With these words on her lips, she was about to go into the hall, when P'ing Erh quickly called her back. Ch'iu Wen, upon turning her head round, caught sight of P'ing Erh. "Have you too," she remarked with a smile, "come here to become something like those guardians posted outside the enclosing walls?"
Retracing, at the same time, her footsteps, she took a seat on the rug, occupied by P'ing Erh.
"What message have you got to deliver?" P'ing Erh gently asked.
"I've got to ask when we can get Pao-yü's monthly allowance and our own too," she responded.
"Is this any such pressing matter?" P'ing Erh answered. "Go back quick, and tell Hsi Jen that my advice is that no concern whatever should be brought to their notice to-day. That every single matter reported is bound to be objected to; and that even a hundred will just as surely be vetoed."
"Why is it?" vehemently inquired Ch'iu Wen, upon hearing this explanation.
P'ing Erh and the other servants then promptly told her the various reasons. "She's just bent," they proceeded, "upon finding a few weighty concerns in order to establish, at the expense of any decent person who might chance to present herself, a precedent of some kind or other so as to fix upon a mode of action, which might help to put down expenses to their proper level, and afford a lesson to the whole household; and why are you people the first to come and bump your heads against the nails? If you went now and told them your errand, it would also reflect discredit upon our venerable old mistress and Madame Wang, were they to pounce upon one or two matters to make an example of you. But if they complied with one or two of your applications, others will again maintain 'that they are inclined to favour this one and show partiality to that one; that as you had your old mistress' and Madame Wang's authority to fall back upon, they were afraid and did not presume to provoke their displeasure; that they only avail themselves of soft-natured persons to make scapegoats of.' Just mark my words! She even means to raise objections in one or two matters connected with our lady Secunda, in order to be the better able to shut up people's mouths."
Ch'iu Wen listened to her with patient ear; and then stretching out her tongue, "It's lucky enough you were here, sister P'ing," she smiled; "otherwise, I would have had my nose well rubbed on the ground. I shall seize the earliest opportunity and give the lot of them a hint."

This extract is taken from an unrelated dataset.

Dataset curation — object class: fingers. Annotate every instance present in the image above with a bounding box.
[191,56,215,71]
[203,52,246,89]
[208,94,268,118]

While replying, she immediately rose to her feet and took leave of them. Soon after her departure, Pao-ch'ai's eatables arrived, and P'ing Erh hastened to enter and wait on her. By that time Mrs. Chao had left, so the three girls seated themselves on the wooden bed, and went through their repast. Pao-ch'ai faced the south. T'an Ch'un the west. Li Wan the east. The company of married women stood quietly under the verandah ready to answer any calls. Within the precincts of the chamber, only such maids remained in waiting as had ever been their closest attendants. None of the other servants ventured, of their own accord, to put their foot anywhere inside.